The alternative and novel approach presented here, to represent energy economic agents that are heterogeneous, diverse, evolve in space and time, and make decisions under exogenous constraints, is based on (i) the progress on the combination of Geographical Information Systems with Agent-based modelling, GIS-ABM, suggested by Crooks, et al. [1] and the theoretical foundation from the so-called heterodox school of thought, such as (ii) the Theory of Bounded Rationality initially described by Simon [2], [3] , discussed and expanded by Petracca [4], (iii) the Theory of Real Competition by Shaikh [5], which is based on Karl Marx’s Theory of Competition, and (iv) the Post-Keynesian theoretical foundations of agent-based modelling by Lavoie [6].
Framing the discussion and using the residential sector as an example
The current path of anthropogenic greenhouse gas emissions will lead to dangerous climate change this century. Despite government efforts, existing global pledged contributions to emissions reduction are still insufficient to meet Paris Agreement mitigation objectives. The adoption of new low-carbon and clean energy technologies will play a key role in limiting the global average temperature increase to 1.5 °C, significantly reducing emissions from fossil fuel consumption. Disrupting the current emissions path will require high capital investment to accelerate the phase-out of fossil fuels. Unfortunately, countries are still pursuing a climate, political, and economic agenda on the use of natural resources leading towards disastrous 2.7 degrees of global heating in the coming decades. This temperature increase scenario will affect people, species, and crops, impacting the whole of society.
The scientific community across the world has been working on understanding the impact of energy consumption on climate change and vice versa. The energy consumed in residential buildings particularly comprises between 30% and 40% of overall energy consumption of a country or region depending on the level of socioeconomic development, geographical features, cultural aspects, among others. Heating and cooling can represent up to 80% of the total energy consumed in houses. Related global greenhouse gas emissions represent 17% of global emissions. Thus, the assessment of the sustainable transition of this sector is key to meet mid-century net-zero emission targets.
Models lack of representing the human dimension
Integrated Assessment Models have emerged to help the research community and stakeholders to build self-consistent scenarios and simulate the complex transition of the global climate-energy-economy system.
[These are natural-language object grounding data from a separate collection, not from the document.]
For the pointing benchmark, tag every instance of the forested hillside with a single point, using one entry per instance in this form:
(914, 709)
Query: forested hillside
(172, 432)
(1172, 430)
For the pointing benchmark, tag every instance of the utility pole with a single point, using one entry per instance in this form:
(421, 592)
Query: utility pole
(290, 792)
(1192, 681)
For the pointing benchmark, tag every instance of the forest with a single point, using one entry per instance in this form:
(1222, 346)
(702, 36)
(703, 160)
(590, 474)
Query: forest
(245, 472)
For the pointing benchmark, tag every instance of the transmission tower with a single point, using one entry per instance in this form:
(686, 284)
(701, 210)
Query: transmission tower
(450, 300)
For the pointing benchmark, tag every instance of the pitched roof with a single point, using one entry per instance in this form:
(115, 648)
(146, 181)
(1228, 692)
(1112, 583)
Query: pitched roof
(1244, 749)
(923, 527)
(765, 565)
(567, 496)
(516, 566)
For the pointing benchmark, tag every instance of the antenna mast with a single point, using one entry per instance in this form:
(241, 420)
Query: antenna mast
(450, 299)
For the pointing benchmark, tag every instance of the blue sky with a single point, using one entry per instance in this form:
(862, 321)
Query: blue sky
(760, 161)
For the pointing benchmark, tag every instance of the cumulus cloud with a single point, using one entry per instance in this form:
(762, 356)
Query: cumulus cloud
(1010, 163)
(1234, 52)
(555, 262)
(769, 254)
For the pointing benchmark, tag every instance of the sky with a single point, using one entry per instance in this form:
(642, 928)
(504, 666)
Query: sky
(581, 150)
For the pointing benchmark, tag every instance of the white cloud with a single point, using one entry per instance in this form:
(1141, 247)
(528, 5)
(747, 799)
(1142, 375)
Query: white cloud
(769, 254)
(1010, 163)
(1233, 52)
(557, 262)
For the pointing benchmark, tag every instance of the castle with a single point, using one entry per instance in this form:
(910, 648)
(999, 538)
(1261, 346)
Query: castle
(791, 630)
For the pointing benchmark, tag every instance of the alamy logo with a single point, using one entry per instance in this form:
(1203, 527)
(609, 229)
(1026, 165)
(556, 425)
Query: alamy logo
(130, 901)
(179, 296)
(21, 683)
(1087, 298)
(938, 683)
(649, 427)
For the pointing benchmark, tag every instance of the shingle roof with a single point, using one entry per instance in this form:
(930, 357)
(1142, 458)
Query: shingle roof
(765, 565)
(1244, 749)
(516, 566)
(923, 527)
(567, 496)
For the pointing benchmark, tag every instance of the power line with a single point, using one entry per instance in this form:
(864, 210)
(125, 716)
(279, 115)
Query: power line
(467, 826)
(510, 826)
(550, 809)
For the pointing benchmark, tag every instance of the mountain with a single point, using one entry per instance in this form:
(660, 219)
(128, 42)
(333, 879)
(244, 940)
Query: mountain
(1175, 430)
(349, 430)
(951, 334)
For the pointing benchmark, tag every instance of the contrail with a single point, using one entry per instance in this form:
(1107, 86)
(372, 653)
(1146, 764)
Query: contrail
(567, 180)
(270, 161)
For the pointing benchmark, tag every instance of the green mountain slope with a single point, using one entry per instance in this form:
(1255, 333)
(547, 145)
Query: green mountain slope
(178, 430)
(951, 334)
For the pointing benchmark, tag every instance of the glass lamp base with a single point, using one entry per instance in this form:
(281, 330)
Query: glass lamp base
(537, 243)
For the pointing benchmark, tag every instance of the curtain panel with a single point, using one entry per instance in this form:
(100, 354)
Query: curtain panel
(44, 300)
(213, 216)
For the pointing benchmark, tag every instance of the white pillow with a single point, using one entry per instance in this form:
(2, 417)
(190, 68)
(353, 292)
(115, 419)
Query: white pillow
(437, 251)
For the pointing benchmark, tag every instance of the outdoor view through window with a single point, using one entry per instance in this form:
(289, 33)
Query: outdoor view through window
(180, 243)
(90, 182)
However, developing climate-energy-economy models for the long-term sustainable transition of the residential sector is still a classic case of all the challenges of modelling. Four challenges are still pending to be addressed in contemporaneous models; (i) capturing the spatio-temporal dimension; (ii) addressing transparency and reproducibility; (iii) capturing complexity across sectors; and (iv) integrating the human dimension. Most conventional models disregard these challenges. We intend to address these challenges in this research.
Key assumption in traditional models
At the basic level of most climate-energy-economy models, a main assumption rules input treatment, calculations, and analysis of results. Millions of consumers are deliberately represented as a single agent that takes prices as given, making rational choices with perfect knowledge of the market under rational expectations to maximize welfare, subject only to budget constraints [7], also called a hyperrational representative agent [5]. To overcome the limitations of representative homogenous hyper-rational agents in traditional climate-energy-economy models – so-called the mainstream – the representation of the human dimension requires the use of empirical, historical, and analytical data along with the appropriate theoretical foundations.
What is GeoAI-ML, Big Data Analytics and Agent-based Modelling
Tools such as Geospatial Artificial Intelligence (geoAI), Machine Learning (ML), Geospatial big data analytics (combination of Geographical Information Systems, GIS, and Big Data Analytics) and agent-based modelling (ABM) present a potential opportunity to introduce the human dimension into the analysis in a more realistic manner. These tools can capture the complexities of heterogeneous shaping structures and the diverse shaping attributes of agents that evolve in space and time, which are driven by bounded rational expectations and exogenous factors. These complexities do not always allow agents to maximise their decisions (e.g., budget or economic expectations), however, complexities representation presents an opportunity of more realistic assessments.
The framework to represent human dimension
This research aims to provide a systematic framework of geospatial agent-based modelling, with a spatially-resolved and temporally-explicit agent definition, using historical, empirical, and analytical high-resolution gridded data and non-gridded data. No such framework currently exists in the literature for climate change mitigation analysis.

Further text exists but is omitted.